Origami aircraft aloft for 26.1 seconds

A Japanese aeronautical origami engineer has set the world record for the longest flight by a paper-only plane - 26.1 seconds.

Takuo Toda, president of the Japan Origami Airplane Association, made his attempt on Saturday in a Japan Airlines hangar near Tokyo's Haneda airport, the Guardian explains.

Toda already held the Guinness world record of 27.9 seconds for a vehicle "held together with cellophane tape", but his latest 10cm plane was folded purely from a single sheet of paper without the benefit of scissors or glue.

He told AP after the event: "I felt a lot of pressure.

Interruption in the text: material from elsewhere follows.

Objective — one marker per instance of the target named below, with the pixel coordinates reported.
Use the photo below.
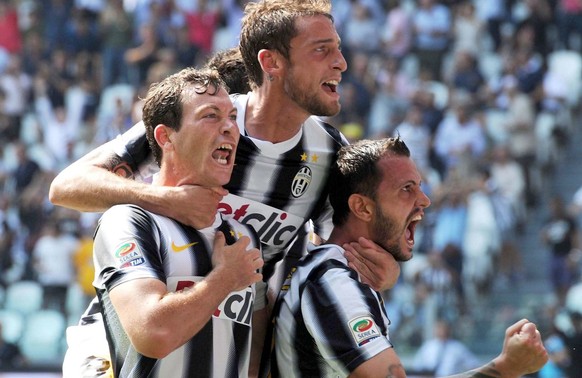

Everything is a factor - the moisture in the air, the temperature, the crowd."

Toda has now set his sights on the 30-second record, which he says is "just a matter of time". He's also hoping to resurrect the audacious International Space Station paper plane project - a collaboration with aerospace engineering professor Shinji Suzuki of the University of Tokyo.

Early in 2008, tests began on a plane capable of surviving re-entry into Earth's atmosphere after launch from the ISS. The idea was to dispatch 100 of the aircraft from the orbiting outpost, but the Guardian notes that the pair canned the plan after acknowledging it would be "all but impossible to track them during their week-long journey to Earth". ®

Boonote

Suzuki and Toda's splendidly pointless space experiment provided partial inspiration for our own Paper Aircraft Released Into Space (PARIS) project, which recently acquired a sponsor and should be good to go in August 2010.